Development of sustainable porous adsorbent for cationic dye adsorption: A fresh start for waste valorization

Abstract

Industrial wastewater treatment has been a serious global issue in recent decades, and waste management necessitates the invention of new, cost-effective, sustainable technologies. There is a massive demand for potential wastewater purification methods using eco-friendly, low-cost material. Adsorption is the most affordable, reliable, and operationally quick wastewater treatment method. In the 21st century, there is a rising demand for environmentally friendly porous geopolymer adsorbents that may be produced from industrial waste via the circular economy concept. In this work, a cost effective, porous, shaped, fly-ash-based adsorbent is prepared to efficiently remove cationic dyes from wastewater. Various percentages of GGBS and clay are combined with fly ash to improve the removal efficiency of the synthesized adsorbent. Parent batches are activated using an activator solution of sodium silicate and sodium hydroxide to prepare the geopolymer slurry. To create a foamed slurry with surface tension, sodium dodecyl sulfate was added at 0.5%, 1%, and 1.5% as a foaming agent. Using the injection solidification process, the slurry was injected drop by drop into the PEG-6000 medium using a syringe. The bead-shaped adsorbents are then cleaned and dried at 60°C for 48 hours.
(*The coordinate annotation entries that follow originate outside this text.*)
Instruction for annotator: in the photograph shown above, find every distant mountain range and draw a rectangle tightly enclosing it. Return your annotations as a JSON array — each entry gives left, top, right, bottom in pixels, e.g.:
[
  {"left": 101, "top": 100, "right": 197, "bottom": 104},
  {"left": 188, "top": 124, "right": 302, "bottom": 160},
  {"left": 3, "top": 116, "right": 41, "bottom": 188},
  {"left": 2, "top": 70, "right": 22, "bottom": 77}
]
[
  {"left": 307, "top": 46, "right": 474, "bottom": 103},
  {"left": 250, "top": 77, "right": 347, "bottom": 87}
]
Standard techniques (FTIR, XRF, XRD, and SEM-EDX) were used to characterize the adsorbents. Methylene blue (MB), a hazardous dye, was removed from water using batch mode to assess the adsorbents' adsorption capabilities. With a maximum adsorption capacity of 37 mg/g and a removal efficiency of 90%, the ideal geopolymer-shaped adsorbent demonstrated a high adsorption efficiency for 10 mg/L of MB dye solution (pH = 9) at room temperature. The porous beads recycle up to 8 times for multiple cycle uses. The adsorption kinetics, which follow a pseudo second-order model, emphasize how the geopolymer's unique ion exchange capabilities generally enabled it to absorb MB by chemisorption. The study examines the adsorbent's features in detail, including the regeneration and desorption processes.